Friday, May 1, 2015

io9 Concept Art Writing Prompt Apr 30, 2015




Goddamn immigrants. That’s how it starts.

Mitchell didn’t notice the alien come in. It was only when Justine, so excited she tipped over her Coke and her teddy bear, Gingerbread, exclaimed “Look Daddy! A Farflung!” that he took notice. There goes the neighborhood would be an appropriate thing to say here. How it starts is one or two Farflungs show up like they’re casing the joint. Then they move into one apartment, then two, then a whole building until the block smells like strange alien cooking and out of the windows you hear that strange ululating singing they do. And they take over, some of them dressed like you, or maybe your brother Shawn, because Shawn was always a person underburdened with good decision making, starts adopting their clothes and trying to imitate their language. Maybe he gets a tattoo, one of the psychopoems that  probably just means “chocolate fudge” in their language. And you can never get away from the feeling that they’re all laughing at you.

They came from some distant corner of the galaxy. They dropped at our doorstep not looking to conquer, at least not through force of weapons, but to trade. They offered limitless cheap energy--and Mitchell’s job at the refinery evaporated. They offered advanced robotics--and nurses and home health aides found themselves out of the job, too. They offered a way to grow enough food to comfortably feed Earth’s exponential population, and only corn subsidies kept the farmers afloat.

They liked art. They liked music. It was all they cared about. They devoured museums, binged on television, drowned in studio albums. This was apparently enough for them.

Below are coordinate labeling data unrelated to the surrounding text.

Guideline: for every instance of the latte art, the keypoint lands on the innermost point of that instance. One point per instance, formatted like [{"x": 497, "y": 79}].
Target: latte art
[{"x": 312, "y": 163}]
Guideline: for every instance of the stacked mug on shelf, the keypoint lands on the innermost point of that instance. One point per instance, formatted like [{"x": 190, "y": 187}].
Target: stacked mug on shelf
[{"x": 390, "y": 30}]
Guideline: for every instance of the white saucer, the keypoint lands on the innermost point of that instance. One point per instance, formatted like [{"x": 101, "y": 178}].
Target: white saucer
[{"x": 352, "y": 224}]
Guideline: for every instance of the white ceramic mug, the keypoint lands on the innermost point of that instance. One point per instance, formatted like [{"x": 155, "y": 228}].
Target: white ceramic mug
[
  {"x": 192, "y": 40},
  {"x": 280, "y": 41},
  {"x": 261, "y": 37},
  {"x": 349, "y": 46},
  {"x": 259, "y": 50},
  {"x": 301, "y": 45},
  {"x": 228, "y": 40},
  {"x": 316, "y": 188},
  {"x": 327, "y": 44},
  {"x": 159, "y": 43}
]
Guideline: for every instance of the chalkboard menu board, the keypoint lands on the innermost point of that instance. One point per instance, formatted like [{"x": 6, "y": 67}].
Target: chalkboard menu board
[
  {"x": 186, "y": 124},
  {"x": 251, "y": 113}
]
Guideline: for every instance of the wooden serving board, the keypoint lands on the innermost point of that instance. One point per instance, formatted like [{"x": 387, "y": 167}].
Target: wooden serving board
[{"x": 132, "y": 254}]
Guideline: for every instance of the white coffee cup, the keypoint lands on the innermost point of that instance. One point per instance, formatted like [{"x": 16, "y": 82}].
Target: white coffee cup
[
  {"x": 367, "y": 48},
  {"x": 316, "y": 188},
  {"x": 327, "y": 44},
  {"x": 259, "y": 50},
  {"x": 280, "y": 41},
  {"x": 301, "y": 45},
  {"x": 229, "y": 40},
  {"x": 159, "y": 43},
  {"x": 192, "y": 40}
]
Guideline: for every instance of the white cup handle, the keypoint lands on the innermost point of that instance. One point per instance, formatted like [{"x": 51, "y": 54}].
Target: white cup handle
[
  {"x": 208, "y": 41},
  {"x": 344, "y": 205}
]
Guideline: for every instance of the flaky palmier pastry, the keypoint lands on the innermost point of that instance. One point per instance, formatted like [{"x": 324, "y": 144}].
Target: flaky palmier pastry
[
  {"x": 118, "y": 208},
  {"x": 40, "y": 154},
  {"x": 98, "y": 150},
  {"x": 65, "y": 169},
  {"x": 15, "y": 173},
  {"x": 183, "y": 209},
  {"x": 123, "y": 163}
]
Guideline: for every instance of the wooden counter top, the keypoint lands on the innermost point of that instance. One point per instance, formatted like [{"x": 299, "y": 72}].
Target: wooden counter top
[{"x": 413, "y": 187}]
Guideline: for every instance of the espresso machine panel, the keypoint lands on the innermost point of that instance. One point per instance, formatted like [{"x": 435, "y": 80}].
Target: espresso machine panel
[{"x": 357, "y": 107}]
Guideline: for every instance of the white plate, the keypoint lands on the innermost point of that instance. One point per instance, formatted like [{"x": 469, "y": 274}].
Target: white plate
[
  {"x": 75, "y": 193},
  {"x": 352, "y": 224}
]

Mitchell never gave much thought to art, or art history, or any of that. He’d heard the rumors, that the Farflungs came in at night and stole the great works, like the Mona Lisa or the Scream, and replaced them with duplicates. Hoarded them on their ships. Even that would make more sense than the alternative.

Mitchell Hargreave poured the best years of his life, his blood and sweat and tears, into that refinery job. A lot of good men did. A lot of good men down through the years bloodied themselves on the grindstone of progress, building something that ought to matter.

But it didn’t, did it? Because when the aliens came--and until the Angels arrive we only have the Farflungs to judge us--they didn’t care. They didn’t care about the miracle of digging out the oil from the Earth, about the toil of it, about the toil of making growing things, about our cities and the armies they didn’t even bother to fight.

No, what they liked was Leonardo da Vinci, and Edward Albee, and Godspeed You! Black Emperor. And the way that made Mitchell feel sick to his stomach he did not care for at all.